When customers walk in and see our tags, the first question is always some version of: are these prices real? Yes. The second is: how do you know what to charge? That part takes a little more explaining. So here it is. The actual process we run every week to set every tag on the floor.
Every Tuesday morning, two of us sit down at the back office with three browser tabs open: HomeDepot.com, Menards.com, Lowes.com. Plus Amazon for hardware and lighting where it competes. We work down a spreadsheet of every active SKU we have on the floor, look up the equivalent at each retailer, and write down the price. That's it. No fancy software, no third-party pricing tool.
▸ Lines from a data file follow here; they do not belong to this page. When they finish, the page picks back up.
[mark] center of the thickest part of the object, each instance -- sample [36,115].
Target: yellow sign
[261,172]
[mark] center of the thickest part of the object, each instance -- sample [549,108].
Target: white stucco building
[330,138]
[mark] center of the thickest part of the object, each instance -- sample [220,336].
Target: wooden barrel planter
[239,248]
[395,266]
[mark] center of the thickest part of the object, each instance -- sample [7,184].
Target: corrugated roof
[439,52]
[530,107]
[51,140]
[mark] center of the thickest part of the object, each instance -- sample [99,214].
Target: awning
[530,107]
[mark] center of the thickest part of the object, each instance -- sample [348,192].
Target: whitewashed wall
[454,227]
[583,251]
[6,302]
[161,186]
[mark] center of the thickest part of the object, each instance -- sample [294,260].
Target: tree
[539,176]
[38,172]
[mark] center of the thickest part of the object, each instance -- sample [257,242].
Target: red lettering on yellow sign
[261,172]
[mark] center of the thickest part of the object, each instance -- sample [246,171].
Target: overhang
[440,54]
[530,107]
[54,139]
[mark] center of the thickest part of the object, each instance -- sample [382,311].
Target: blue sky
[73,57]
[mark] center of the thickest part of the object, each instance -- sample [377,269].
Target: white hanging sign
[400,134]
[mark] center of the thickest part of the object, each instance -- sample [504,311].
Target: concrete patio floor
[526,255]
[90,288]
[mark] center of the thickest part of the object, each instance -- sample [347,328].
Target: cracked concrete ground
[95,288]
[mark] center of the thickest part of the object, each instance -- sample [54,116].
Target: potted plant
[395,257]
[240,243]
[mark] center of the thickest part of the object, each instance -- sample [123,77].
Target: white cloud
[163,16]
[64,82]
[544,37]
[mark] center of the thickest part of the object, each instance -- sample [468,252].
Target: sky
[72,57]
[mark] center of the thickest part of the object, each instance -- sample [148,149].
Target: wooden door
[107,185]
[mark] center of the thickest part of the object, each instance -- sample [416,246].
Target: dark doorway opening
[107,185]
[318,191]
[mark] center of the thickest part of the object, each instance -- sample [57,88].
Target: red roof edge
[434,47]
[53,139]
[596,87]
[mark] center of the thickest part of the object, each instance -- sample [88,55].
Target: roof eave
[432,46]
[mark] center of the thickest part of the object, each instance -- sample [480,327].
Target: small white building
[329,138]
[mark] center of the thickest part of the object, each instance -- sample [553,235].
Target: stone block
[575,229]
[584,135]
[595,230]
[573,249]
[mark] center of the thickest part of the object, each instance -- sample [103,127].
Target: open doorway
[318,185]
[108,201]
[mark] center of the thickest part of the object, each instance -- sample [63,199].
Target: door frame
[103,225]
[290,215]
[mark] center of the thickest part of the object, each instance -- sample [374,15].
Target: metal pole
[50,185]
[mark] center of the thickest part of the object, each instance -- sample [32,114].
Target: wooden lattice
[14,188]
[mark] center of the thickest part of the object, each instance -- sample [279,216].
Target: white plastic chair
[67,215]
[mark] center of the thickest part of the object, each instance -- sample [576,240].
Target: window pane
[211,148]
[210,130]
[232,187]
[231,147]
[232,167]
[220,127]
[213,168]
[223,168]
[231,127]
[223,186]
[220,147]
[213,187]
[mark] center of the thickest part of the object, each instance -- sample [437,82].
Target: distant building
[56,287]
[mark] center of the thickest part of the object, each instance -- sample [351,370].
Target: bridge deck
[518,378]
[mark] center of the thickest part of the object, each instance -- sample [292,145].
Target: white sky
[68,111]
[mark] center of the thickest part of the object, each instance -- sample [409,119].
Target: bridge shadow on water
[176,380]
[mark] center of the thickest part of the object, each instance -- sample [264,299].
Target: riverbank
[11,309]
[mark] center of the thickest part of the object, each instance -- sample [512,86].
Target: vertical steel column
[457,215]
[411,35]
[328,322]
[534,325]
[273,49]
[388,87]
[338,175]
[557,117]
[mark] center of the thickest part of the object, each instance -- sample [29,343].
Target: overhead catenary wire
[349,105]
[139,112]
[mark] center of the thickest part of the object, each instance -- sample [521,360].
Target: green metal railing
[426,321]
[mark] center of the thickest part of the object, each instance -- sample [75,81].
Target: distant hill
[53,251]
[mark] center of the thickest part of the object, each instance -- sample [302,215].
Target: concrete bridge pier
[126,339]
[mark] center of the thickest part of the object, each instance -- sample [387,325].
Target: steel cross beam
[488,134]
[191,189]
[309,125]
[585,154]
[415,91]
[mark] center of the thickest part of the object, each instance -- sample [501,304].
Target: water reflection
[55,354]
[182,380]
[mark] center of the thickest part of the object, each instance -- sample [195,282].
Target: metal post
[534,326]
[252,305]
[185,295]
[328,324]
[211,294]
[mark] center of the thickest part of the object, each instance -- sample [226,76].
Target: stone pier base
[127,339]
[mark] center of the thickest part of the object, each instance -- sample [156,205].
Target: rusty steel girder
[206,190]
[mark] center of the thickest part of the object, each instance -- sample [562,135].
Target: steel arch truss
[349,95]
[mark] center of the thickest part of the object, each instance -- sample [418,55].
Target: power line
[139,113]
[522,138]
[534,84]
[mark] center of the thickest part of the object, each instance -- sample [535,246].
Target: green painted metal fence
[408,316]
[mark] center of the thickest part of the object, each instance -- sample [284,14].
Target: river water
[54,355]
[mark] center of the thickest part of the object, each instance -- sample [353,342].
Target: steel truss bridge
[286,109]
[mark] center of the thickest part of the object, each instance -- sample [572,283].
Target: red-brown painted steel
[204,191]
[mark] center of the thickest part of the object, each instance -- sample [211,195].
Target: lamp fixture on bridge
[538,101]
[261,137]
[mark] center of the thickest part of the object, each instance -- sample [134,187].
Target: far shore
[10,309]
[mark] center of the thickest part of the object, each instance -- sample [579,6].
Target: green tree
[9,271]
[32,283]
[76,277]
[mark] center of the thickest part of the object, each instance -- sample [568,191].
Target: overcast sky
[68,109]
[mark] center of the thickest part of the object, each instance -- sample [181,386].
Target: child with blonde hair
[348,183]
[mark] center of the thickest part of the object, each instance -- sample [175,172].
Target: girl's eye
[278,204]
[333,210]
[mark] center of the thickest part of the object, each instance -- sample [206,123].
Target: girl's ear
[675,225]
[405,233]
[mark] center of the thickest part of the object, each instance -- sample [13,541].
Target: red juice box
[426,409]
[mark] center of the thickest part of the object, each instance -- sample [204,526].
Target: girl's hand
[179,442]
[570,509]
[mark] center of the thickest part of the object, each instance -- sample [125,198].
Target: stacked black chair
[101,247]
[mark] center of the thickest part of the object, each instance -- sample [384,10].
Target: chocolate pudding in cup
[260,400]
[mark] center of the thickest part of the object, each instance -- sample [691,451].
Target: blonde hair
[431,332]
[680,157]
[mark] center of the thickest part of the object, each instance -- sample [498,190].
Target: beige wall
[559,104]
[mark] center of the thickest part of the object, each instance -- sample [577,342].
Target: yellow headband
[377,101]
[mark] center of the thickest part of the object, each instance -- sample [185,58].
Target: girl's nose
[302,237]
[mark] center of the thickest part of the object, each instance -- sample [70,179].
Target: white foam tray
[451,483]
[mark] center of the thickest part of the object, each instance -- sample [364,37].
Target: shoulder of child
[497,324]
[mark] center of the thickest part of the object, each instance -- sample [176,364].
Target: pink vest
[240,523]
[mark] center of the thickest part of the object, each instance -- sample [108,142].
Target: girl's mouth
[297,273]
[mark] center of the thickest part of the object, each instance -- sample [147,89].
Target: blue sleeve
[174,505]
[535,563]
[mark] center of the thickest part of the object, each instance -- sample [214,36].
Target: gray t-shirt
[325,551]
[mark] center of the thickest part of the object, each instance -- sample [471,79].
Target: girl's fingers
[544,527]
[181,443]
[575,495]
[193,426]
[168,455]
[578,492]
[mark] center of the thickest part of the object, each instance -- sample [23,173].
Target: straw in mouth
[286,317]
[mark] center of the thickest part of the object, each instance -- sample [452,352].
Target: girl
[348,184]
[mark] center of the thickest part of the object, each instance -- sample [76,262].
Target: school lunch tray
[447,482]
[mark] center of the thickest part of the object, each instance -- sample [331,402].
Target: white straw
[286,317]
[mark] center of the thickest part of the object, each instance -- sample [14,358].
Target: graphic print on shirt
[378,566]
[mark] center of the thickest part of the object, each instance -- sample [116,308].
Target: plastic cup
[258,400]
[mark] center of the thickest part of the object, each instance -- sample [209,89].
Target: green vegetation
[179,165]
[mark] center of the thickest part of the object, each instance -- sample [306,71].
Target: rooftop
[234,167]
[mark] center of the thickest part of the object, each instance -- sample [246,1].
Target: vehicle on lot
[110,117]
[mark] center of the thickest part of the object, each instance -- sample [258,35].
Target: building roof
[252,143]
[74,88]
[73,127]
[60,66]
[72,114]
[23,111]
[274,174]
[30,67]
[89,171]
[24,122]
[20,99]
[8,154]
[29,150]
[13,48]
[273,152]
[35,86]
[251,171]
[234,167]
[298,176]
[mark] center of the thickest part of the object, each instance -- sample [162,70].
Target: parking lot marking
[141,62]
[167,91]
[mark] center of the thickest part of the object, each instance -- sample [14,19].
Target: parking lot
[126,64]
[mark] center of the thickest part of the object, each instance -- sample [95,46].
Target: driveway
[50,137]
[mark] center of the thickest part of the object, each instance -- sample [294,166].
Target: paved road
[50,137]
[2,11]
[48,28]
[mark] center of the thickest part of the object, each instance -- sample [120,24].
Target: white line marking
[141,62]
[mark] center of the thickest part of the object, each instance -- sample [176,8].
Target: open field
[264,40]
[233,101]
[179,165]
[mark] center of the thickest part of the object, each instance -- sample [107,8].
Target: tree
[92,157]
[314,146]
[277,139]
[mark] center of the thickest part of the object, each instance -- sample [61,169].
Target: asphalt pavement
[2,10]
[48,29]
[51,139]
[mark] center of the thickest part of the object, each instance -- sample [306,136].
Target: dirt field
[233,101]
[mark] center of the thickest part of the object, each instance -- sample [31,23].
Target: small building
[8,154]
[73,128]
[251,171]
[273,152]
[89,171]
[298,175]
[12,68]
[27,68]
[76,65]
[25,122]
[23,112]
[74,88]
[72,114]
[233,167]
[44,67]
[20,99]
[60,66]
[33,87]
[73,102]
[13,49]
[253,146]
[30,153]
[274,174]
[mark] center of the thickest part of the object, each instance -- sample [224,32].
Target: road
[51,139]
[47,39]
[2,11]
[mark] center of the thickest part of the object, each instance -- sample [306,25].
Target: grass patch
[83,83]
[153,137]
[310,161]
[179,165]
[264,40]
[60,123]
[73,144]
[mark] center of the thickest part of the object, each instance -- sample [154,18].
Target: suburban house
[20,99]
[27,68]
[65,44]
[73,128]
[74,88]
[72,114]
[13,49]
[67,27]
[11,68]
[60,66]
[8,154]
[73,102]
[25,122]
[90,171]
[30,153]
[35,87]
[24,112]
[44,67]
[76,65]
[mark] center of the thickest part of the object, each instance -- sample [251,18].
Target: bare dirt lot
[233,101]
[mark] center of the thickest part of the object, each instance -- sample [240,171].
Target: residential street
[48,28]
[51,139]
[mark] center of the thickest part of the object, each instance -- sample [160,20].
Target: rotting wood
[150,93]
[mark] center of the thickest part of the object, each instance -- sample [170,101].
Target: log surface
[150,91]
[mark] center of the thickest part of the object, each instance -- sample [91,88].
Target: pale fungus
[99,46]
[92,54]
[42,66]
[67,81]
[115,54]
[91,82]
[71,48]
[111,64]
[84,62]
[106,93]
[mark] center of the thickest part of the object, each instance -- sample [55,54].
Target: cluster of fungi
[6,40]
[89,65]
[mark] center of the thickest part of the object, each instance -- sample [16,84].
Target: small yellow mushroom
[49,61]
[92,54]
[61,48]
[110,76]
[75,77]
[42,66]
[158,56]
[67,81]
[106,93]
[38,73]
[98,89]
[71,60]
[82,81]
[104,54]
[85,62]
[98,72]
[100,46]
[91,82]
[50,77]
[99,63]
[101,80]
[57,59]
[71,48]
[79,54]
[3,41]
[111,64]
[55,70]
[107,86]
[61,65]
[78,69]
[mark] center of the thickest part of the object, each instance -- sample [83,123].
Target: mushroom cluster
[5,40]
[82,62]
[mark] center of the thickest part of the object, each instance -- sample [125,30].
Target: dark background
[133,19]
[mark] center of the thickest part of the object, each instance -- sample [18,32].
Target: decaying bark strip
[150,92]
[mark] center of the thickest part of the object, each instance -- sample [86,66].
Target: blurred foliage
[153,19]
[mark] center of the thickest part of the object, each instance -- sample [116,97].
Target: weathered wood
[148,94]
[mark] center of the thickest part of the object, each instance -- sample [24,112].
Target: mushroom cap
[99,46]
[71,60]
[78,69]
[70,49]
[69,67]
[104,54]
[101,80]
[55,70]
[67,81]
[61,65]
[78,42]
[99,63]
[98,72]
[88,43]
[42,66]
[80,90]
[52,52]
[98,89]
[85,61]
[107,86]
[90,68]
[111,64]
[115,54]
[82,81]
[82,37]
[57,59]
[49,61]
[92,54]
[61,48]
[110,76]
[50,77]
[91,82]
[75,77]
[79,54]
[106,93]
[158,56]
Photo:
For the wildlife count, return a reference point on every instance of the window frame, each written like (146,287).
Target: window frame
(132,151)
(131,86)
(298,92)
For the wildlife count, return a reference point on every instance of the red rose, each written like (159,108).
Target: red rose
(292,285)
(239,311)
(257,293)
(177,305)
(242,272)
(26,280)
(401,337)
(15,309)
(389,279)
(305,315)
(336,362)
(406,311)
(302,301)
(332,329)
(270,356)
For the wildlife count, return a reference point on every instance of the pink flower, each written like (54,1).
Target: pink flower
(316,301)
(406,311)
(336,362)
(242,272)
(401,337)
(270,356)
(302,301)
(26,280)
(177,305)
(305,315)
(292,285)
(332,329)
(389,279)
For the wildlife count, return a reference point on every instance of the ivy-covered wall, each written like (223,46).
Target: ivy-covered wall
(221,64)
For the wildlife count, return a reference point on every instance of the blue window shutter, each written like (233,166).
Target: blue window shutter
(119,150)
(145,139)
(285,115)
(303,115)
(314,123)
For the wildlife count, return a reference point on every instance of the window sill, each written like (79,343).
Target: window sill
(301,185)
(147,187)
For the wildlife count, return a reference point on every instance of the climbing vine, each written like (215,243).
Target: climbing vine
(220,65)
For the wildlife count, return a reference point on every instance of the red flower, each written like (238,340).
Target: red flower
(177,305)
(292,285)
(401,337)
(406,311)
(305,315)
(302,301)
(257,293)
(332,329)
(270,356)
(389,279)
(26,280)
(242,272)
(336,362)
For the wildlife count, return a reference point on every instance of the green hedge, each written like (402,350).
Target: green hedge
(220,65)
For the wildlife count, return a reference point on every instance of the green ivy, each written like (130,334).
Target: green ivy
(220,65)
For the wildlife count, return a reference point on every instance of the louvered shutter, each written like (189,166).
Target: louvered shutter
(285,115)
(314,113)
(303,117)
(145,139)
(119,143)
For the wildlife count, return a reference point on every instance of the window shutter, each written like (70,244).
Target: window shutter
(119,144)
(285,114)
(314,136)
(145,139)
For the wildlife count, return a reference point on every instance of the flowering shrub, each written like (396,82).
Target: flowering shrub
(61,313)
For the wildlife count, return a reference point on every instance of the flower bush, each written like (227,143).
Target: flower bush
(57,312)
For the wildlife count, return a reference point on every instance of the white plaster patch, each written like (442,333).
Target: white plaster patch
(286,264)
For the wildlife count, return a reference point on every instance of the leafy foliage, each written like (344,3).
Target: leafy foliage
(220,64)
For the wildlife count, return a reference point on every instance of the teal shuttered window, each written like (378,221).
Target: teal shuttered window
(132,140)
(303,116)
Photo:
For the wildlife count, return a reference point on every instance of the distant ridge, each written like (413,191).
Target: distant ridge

The rule we set ourselves in 2002 (and we still hold to) is that the Price-Less tag has to be at least 20% under the lowest of those four numbers. Most of the time we're closer to 50% under, because the items came in as surplus and we already bought them at a discount. The 20% floor exists for the unusual cases where we paid more than expected or had to ship something special.
What we don't do: chase the bottom of the market. eBay listings, Mercari, thrift, Craigslist. None of that goes into the benchmark. We price against retail, because that's what the customer is actually choosing between when they decide where to spend. Comparing to a used Mercari listing would make our prices look worse than they are.
We also don't advertise sale prices that we can't hold. If we've only got two of something on the floor and it's priced at $99, the tag stays at $99 until both are gone. We're not interested in bait-and-switch. That's how big-box stores end up with class actions, and we'd like to keep our reputation.
Occasionally we get a SKU we can't cleanly compare to a big-box item. Reclaimed doors are a good example. They're one-of-one. For those, we look at architectural-salvage listings out of Milwaukee and Minneapolis, take the median, and discount about 30%. Our pricing on reclaimed is published right on the floor next to the item, no haggling.
Finally: the tag itself. Every Price-Less tag prints with three numbers: our price, the lowest big-box price we found, and the dollar savings. We started doing that in 2014 and it's the single thing customers say they wish other stores did. It's a little more work for us, but it's the right thing.